Aux amateurs de baroque (II)

Classé dans : Musique, Société — Miklos @ 0:11

Se tenant en présence de l’empe­reur Charles Quint et du légat du pape à Valladolid en Espagne, la Controverse oppose pendant plus d’un mois Don Fray Bartolomé de las Casas, prêtre domi­nicain en Amérique, qui consi­dérait les Indiens comme ses frères et souhaitait les évan­géliser sans violence, et le juriste et haut fonc­tion­naire Juan Ginés de Sepúlveda, qui prône la guerre sainte et la conversion dans le sang. Le débat portait sur « la manière dont devaient se faire les conquêtes dans le Nouveau Monde, pour qu’elles se fassent avec justice et en sécurité de conscience ».

Voir à ce propos l’article de Michel de Pracontal qui remet les pendules à l’heure sur la finalité du débat, et le chapitre très intéressant du Rapport de la Commission Royale [cana­dienne] sur les Peuples auto­chtones. Jean-Claude Carrière a tiré un roman de cet évé­nement, dont Jean-Daniel Verhaeghe a fait un film, selon lequel le but de la Contro­verse aurait été de « définir clairement le statut des Indiens, en décidant s’ils avaient une âme, et donc une chance de gagner un jour le paradis, ou s’ils n’avaient pour seule vocation que de servir les Espagnols. ». Valladolid est la ville où Colomb est décédé dans la misère en 1506.

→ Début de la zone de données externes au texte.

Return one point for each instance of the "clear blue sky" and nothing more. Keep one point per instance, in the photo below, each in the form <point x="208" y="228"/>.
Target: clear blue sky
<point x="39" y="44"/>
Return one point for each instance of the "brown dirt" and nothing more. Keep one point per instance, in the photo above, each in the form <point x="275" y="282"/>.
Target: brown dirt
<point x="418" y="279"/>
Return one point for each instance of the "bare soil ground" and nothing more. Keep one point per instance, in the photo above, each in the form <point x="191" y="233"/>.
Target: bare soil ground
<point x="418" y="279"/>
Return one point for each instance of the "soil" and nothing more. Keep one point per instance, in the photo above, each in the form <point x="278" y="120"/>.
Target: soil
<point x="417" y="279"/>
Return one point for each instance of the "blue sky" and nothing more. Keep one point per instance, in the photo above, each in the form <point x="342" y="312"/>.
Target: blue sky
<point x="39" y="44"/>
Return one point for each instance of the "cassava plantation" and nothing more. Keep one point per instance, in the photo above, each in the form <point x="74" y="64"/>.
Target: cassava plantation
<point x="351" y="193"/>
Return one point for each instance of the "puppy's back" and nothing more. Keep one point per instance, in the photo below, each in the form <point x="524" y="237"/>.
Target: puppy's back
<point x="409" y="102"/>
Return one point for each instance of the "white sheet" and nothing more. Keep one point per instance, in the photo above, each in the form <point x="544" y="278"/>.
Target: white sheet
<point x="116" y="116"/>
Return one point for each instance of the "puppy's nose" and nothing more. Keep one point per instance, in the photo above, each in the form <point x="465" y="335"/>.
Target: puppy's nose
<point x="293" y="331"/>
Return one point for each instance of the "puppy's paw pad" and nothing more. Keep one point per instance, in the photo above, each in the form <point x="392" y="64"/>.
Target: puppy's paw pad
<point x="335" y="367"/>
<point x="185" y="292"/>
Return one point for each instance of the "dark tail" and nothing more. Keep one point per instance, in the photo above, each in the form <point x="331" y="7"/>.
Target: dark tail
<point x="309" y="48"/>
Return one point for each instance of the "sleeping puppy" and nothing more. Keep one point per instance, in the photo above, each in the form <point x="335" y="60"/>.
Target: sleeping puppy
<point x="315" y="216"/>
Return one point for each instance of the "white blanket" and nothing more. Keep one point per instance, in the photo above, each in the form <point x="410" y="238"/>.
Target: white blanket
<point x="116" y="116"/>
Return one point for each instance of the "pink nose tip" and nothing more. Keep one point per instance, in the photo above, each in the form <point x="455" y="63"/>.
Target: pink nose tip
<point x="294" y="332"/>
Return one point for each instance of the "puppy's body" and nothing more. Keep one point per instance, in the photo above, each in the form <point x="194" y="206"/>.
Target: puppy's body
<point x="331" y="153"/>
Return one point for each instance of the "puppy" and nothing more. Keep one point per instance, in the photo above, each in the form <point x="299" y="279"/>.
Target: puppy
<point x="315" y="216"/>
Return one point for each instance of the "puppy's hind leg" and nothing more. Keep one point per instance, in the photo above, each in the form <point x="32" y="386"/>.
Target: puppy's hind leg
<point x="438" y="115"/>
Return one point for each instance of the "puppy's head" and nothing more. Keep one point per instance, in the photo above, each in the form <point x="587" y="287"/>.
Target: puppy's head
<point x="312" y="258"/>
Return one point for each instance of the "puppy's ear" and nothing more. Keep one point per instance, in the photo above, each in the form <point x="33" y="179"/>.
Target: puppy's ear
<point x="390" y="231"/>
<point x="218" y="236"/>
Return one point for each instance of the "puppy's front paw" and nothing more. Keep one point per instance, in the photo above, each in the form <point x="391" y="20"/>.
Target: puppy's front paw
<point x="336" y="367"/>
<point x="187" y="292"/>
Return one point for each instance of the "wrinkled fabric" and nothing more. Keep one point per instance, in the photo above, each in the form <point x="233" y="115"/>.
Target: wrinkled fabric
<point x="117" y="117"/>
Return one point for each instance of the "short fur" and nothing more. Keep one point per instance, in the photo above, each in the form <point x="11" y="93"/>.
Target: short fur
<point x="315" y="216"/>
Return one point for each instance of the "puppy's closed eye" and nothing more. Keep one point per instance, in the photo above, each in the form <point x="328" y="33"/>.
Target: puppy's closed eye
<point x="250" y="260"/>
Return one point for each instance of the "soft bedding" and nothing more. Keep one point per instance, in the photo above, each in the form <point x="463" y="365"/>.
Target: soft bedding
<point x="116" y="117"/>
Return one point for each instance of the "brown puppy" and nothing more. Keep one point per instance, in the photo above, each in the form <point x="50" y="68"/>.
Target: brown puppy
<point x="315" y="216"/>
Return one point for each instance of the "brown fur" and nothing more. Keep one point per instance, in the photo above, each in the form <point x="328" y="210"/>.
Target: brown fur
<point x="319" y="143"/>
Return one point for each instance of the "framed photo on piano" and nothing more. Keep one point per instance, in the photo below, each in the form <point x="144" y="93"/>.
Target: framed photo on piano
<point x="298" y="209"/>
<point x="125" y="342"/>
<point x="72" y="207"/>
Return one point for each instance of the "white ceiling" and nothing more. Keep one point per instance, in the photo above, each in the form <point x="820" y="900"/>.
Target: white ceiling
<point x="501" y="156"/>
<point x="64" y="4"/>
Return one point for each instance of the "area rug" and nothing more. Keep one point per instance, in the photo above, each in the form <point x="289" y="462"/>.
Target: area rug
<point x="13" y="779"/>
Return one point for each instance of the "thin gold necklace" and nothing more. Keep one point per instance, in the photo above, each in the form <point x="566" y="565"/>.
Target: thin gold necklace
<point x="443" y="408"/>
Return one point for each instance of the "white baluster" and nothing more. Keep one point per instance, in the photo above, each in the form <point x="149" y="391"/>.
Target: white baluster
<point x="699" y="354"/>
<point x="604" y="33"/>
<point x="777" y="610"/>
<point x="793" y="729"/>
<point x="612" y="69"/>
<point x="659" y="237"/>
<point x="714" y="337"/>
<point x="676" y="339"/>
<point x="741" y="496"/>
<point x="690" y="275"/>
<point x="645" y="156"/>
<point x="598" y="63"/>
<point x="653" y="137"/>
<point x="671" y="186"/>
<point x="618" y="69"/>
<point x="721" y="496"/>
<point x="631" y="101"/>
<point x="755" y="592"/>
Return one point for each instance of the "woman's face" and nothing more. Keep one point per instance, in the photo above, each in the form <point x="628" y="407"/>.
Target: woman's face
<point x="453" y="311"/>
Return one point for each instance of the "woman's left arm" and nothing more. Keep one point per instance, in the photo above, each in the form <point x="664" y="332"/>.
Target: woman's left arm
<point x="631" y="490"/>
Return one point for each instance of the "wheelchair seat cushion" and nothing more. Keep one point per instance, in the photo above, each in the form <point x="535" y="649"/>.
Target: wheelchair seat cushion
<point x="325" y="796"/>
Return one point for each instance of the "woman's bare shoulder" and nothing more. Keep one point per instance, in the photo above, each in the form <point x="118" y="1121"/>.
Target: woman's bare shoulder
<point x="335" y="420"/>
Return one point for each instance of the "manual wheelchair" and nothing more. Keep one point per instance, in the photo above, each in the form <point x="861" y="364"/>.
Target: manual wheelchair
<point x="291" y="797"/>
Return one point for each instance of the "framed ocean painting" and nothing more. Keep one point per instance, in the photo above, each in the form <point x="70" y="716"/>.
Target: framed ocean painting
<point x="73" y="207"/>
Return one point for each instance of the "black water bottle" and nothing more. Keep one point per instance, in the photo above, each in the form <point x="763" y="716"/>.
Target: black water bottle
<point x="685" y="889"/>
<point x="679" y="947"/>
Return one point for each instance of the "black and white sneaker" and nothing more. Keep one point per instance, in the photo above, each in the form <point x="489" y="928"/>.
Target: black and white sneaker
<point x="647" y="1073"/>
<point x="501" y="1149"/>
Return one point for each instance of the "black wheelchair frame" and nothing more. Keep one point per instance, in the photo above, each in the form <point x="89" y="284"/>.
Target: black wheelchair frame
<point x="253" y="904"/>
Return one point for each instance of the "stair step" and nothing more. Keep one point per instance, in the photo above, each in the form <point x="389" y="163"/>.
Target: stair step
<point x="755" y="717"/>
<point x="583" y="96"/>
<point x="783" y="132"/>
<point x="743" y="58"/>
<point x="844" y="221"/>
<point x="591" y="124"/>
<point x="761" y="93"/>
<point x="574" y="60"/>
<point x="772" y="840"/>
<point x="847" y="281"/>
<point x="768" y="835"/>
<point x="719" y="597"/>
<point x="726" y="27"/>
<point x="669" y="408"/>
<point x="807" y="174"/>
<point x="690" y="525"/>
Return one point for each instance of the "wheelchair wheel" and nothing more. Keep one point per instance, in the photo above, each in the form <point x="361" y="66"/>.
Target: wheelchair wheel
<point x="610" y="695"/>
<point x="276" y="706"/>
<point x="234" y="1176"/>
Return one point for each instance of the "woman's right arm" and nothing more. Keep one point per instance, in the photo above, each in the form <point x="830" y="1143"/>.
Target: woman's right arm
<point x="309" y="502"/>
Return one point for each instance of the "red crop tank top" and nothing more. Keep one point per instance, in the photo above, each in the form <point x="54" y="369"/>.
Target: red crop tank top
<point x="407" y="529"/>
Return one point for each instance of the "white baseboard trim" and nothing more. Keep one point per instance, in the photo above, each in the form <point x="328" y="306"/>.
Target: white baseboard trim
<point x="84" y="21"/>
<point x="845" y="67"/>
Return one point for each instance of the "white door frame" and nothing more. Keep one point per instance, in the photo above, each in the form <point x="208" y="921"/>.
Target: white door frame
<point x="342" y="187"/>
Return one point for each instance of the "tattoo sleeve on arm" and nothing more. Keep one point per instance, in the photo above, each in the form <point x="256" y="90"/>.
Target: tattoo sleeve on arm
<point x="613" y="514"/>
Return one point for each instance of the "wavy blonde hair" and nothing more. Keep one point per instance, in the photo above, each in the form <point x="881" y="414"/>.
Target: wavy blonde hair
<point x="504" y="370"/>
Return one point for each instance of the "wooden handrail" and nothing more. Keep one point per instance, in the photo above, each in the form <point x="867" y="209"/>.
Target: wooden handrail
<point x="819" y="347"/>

Ce n’est pas parce que Christophe Colomb a découvert les Indiens d’Amérique qu’ils vont tous nus, ni qu’avant et après l’invasion (meurtrière) hispanique ils aient été sauvages et incultes. Et pourtant, jusqu’à la célèbre Controverse de Valladolid en 1550, il semblait naturel de les exploiter et de les convertir de force, et le fait de conclure qu’ils en avaient n’a pas empêché de les maintenir en esclavage jusqu’au xixe s. À cet égard (comme à d’autres), l’attitude de Montaigne, qui ira en 1562 à Rouen pour voir trois brésiliens arrivés avec des marins français, est tout à fait extraordinaire pour son temps (et malheureusement encore pour le nôtre) par son attitude libre de tout préjugé (« Voilà comment il faut se garder de s’attacher aux opinions vulgaires, et les faut juger par la voie de la raison, non par la voix commune ») et par son constat, à l’issue d’une longue conversation avec eux malgré un mauvais interprète (« …qui me suivait si mal et qui était si empêché à recevoir mes imaginations par sa bêtise… »), de leurs qualités morales et intellectuelles, bien qu’ils « ne portent pas de haut-de-chausse »1. Outre la rédemption par le feu ou la croix, les Espagnols détruisirent une grande partie de la culture indigène, notamment les splendides objets d’orfèvrerie fondus sans vergogne pour fournir de l’or à la Couronne hispanique si vorace, et dont on peut voir quelques magnifiques restes ici et là, et notamment au Musée de l’Or à Bogota (il en vaut la visite).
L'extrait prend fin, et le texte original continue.